Additional remediation guidance includes ensuring the shared secret is stored securely (for example, via environment variables or a secrets manager), using a strong hash such as SHA-256, and avoiding concatenation approaches that can introduce parsing ambiguities. When integrating with CI/CD, the middleBrick GitHub Action can be added to fail builds if security scores drop below your defined threshold, helping prevent vulnerable Hmac implementations from reaching production. For continuous monitoring, the Pro plan supports scheduled scans and alerts, while the MCP Server allows you to scan APIs directly from your AI coding assistant within the development environment.

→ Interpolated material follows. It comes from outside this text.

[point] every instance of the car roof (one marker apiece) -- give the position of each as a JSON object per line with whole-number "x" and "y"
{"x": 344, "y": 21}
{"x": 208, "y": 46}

Finally, always design endpoints to return uniform error responses and status codes for both invalid and missing signatures to avoid leaking information through side channels. Combine constant-time verification with broader input validation and authentication checks to reduce the risk of token recovery or privilege escalation attacks that align with findings mapped to compliance frameworks such as OWASP API Top 10 and SOC2.

Frequently Asked Questions

Why is timingSafeEqual necessary when verifying Hmac Signatures in Express?
Using crypto.timingSafeEqual ensures the comparison runs in constant time, preventing attackers from inferring signature bytes through timing differences. String equality or manual loops are not safe because JavaScript execution time can vary with input, enabling Bleichenbacher-style oracle attacks.
Can middleBrick detect Hmac signature verification vulnerabilities during a scan?
Yes, middleBrick runs checks across the unauthenticated attack surface and can identify timing-sensitive behaviors and weak verification patterns. Findings include severity, remediation guidance, and mapping to frameworks such as OWASP API Top 10, with scans completing in 5–15 seconds.